Women's equality is a hot topic this week at the World Economic Forum in Davos, Switzerland, where global business and government leaders gather annually to discuss pressing social and economic issues.
Dozens of panels and events have been held on gender, diversity and inclusion, and two specifically focused on sexual harassment.
On the main drag outside the conference hall, you'll find The Equality Lounge from women's advocacy group the Female Quotient. The windows are emblazoned with slogans like "Gender equality is a social and economic issue" and "Diversity is good for business." There's also an interactive exhibit called "Women at Work: Myth vs. Reality" by consumer goods company Procter & Gamble.
This year's gathering is also the first to be chaired by all women, including IMF chief Christine Lagarde and IBM CEO Ginni Rometty, and features the biggest ever percentage of female attendees, though they are still in the minority at 20 percent.
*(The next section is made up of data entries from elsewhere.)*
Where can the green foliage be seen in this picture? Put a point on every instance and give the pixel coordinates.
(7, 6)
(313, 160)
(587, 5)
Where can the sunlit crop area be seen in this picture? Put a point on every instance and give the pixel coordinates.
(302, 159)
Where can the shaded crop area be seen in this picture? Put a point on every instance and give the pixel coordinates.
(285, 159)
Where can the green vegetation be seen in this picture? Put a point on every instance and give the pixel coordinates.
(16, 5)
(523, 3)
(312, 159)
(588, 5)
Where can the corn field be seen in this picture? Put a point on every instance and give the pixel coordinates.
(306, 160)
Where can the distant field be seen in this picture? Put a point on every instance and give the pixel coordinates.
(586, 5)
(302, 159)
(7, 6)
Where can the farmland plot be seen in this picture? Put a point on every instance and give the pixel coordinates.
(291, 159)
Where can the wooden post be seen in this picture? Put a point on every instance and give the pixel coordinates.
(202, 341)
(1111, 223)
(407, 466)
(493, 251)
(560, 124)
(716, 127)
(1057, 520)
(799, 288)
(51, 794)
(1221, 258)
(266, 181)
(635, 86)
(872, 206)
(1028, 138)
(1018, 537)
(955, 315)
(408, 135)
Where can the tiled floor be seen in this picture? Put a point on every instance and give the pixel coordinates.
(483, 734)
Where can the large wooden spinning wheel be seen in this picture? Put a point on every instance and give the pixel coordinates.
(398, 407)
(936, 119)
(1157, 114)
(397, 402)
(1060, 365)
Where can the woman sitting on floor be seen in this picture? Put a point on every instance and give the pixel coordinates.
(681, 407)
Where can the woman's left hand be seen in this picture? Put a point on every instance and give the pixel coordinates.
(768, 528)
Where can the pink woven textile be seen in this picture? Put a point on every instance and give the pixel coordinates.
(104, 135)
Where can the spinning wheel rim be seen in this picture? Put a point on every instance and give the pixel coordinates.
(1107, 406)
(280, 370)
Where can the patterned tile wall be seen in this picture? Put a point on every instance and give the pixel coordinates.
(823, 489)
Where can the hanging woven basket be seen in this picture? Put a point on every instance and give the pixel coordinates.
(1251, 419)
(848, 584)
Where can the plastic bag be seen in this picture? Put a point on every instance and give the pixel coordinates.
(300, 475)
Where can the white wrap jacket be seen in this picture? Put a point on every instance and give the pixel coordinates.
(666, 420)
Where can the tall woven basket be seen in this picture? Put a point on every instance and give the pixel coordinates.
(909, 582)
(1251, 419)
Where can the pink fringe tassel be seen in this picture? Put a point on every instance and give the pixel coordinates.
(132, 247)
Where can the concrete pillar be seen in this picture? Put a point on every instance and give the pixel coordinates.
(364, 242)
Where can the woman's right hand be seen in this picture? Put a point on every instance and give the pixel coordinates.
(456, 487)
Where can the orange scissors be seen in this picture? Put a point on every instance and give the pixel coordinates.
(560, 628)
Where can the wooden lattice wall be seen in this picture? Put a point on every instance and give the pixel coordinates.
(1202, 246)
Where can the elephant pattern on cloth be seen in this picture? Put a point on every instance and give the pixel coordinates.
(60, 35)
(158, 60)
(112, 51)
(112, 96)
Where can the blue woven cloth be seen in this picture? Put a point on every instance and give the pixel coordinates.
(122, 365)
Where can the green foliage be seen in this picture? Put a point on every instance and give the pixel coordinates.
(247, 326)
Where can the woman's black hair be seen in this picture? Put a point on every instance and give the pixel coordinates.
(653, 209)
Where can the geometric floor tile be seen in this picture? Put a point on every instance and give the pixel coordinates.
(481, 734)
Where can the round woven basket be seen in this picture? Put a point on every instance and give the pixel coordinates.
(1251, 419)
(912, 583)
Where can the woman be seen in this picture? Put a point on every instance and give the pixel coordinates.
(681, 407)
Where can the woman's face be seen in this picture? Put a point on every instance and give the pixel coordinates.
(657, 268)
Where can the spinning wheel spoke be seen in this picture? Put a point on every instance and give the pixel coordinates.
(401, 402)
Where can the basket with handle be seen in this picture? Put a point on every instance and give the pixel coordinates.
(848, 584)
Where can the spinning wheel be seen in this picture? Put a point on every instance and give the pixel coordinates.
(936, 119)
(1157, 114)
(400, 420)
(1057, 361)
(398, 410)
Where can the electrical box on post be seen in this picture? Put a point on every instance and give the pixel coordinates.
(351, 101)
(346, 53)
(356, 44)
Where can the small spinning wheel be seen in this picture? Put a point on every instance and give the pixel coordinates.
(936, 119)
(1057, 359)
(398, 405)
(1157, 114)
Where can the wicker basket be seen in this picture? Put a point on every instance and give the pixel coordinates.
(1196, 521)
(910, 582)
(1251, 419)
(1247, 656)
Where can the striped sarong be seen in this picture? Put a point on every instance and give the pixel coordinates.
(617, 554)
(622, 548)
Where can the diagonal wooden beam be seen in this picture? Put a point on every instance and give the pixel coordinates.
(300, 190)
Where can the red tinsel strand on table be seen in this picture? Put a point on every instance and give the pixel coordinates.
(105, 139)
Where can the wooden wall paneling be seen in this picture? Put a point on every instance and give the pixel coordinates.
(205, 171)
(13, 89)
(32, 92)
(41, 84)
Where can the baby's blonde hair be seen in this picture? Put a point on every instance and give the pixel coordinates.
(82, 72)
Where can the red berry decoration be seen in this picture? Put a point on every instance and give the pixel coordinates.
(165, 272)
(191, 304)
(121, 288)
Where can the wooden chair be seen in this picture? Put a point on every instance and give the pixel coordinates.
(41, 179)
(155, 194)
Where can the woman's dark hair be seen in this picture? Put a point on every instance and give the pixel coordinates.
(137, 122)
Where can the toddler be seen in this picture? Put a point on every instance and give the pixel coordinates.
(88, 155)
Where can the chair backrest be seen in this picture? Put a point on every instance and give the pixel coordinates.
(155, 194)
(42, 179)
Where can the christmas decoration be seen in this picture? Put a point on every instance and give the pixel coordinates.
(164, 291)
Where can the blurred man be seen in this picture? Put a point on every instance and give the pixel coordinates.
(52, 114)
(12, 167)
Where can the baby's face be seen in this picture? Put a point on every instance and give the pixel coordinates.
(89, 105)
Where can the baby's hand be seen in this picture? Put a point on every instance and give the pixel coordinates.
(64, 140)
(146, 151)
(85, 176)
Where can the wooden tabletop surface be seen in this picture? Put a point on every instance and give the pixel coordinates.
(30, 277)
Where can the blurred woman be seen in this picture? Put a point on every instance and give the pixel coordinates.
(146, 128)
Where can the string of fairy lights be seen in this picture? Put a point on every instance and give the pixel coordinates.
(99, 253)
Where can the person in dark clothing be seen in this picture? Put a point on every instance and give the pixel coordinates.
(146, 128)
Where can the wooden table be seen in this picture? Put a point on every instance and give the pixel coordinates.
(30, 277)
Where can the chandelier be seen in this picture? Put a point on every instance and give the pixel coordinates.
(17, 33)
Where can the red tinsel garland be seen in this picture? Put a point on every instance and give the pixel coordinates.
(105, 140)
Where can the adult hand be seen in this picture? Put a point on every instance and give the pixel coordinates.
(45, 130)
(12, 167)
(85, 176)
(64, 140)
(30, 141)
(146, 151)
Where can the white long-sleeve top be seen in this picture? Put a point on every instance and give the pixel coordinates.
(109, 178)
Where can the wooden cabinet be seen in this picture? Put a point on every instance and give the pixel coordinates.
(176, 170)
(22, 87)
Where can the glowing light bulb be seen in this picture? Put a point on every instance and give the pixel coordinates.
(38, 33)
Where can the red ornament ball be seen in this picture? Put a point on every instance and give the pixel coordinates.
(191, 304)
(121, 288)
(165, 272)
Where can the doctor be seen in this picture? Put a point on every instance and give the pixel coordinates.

Meanwhile, world leaders like Prime Minister Justin Trudeau of Canada and French President Emmanuel Macron spoke on women's advancement around the world, putting it at the center of their agendas.
As these leaders grapple with recent stunning revelations from the #MeToo movement and persistent pay and leadership gaps, there seems clear consensus that something needs to be done. The question is: Where do we go from here? How can businesses and governments address deeply ingrained bias and institutional barriers to women's success and equality at work?